Kirk fights it reverently, drowning in the next glass of liquor he pours for himself- or, almost drowning. His hairline is dewed with fine beads of sweat, the air around him feeling too close, too hot, too real. He downs the whiskey in a single shot, feeling the alcohol spread across his body, warm and slightly bitter, and rests his head on his arms, crossed on the table he sits at.

He'd cranked the A/C up to about negative eight degrees, even though it was mid-November, to drain out this fever under his skin, but so far the only thing that was taking the edge off was copious amounts of liquor, 80-proof bottles of liquified arsenic. He was just drunk enough to be certain of a hangover in the morning- night had already lulled the rest of the city into a stupor- and the anguish of his... his _craving_ to be somewhat tamed.

Jim exhaled, the whisper of his breath amplified in his ears, long and slow until his chest began to ache, a lover without its love.

This was his fourth glass, his vision already careening and banking whenever he tried to focus on something. His blood yearned regardless, for something it couldn't, it shouldn't, have.
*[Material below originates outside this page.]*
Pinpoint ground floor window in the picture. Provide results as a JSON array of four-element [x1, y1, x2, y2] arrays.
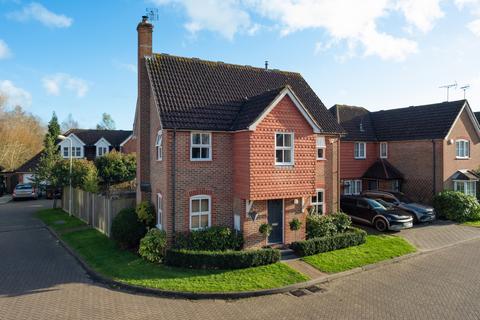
[[190, 195, 212, 230], [311, 189, 325, 214], [343, 180, 362, 195], [453, 180, 477, 197]]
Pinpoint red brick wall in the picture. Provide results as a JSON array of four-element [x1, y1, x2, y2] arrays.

Jim felt the same manic fear he had eight years ago, after that first visit to McCoy, when the burning had first began its genesis, but there was no sign he'd been anything but healthy. The addiction transcended viscera and bone.
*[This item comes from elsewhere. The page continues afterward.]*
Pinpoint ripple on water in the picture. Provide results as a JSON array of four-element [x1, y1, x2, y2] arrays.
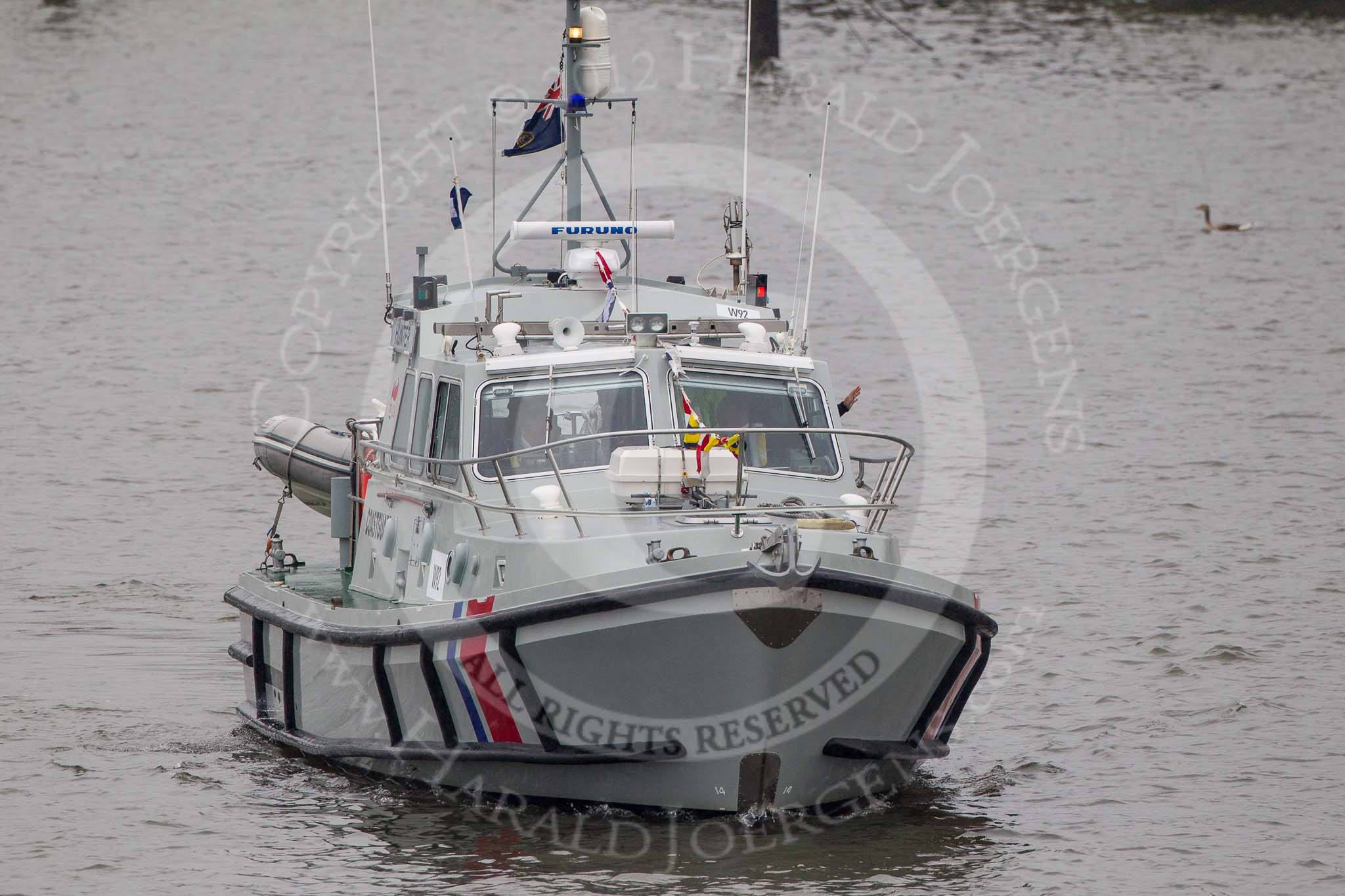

He couldn't get it out of his head, a closed-circuit memory, still as vivid as the moment as it happened. Khan's hands, his lips, _God_, his _body_, against Jim's, his natural coldness white-hot where their skin met, but the worst part had been the _pressure_. Such animalistic desire to move impossibly closer, to simply melt into his body, and finally, mercifully, be released of the pain.
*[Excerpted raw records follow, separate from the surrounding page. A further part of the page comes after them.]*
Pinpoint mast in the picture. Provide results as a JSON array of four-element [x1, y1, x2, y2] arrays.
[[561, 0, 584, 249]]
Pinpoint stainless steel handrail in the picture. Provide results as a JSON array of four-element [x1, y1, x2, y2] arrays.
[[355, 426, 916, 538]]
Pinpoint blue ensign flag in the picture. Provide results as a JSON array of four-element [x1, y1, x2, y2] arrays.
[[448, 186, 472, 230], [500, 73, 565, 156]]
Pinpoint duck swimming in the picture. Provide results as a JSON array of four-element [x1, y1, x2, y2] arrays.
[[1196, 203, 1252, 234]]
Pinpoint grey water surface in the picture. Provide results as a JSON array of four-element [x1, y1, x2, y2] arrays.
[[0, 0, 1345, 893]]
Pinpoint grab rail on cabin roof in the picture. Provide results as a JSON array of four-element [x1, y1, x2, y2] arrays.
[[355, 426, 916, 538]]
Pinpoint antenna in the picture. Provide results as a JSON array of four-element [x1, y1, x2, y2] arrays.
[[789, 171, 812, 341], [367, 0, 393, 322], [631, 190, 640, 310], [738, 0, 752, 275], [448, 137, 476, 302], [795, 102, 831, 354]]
Jim scowled, wolfing down another tall glass of amber whiskey. The taste was sharp against his tongue, almost like... almost like...

"_Stop_ it." Kirk snarls at himself, measuring ever-more liquor into his cup. He'd drink himself stupid, he swore, if that's what it took. Drink until everything vanished and he fell into the partial oblivion of sleep.

The apartment echoed with the echo of sound of a knock at his door, like a distant gunshot.

It was a really bad idea, Jim decided, to get up, as he got up. Standing was more like trying to fight gravity for temporary control of his body. He swore obscenely, using the walls as braces and vaults to push himself off of. His arms still hurt, raw and blushing red from where he'd scratched at them, succumbing to the itch. Absently, he prayed to anyone listening that it wasn't a Federation officer standing outside his door.

It wasn't.

Jim wrenched the door open, then stumbled back, hit with a sudden rolling wave of _want_.

Khan stepped into the room before Jim could recover, moving in tight, strained motions, shutting the door behind him. He frowns, studying the_Enterprise's_ captain as one would a particularly difficult sudoku puzzle.

"You're drunk." He remarks.

"Very," Agrees Kirk, a little wobbly, as he tries to appear at least remotely imposing in front of this war criminal, "Which is why you need to leave. Now."

Khan remains steady, silent, utterly poised as he analyzes Jim with his cryptic blue eyes. His hands, at his sides, curl ever so slightly. Then, with speed unparalleled that only Khan could possess or utilize so artfully, he seizes one of Jim's wrists, flipping it over to reveal the pink blush of his forearm, the thin white indentations running along the skin like ghost cuts. Khan says nothing for a long time, but his skin on Jim's is enough to make the captain's very being howl, thirsty.

"Side-effects." Khan finally murmurs, as though to himself, and releases Jim. His gaze moves back to arrest itself on Kirk's, the palest of blues and yet so dark, almost virulent in its intensity.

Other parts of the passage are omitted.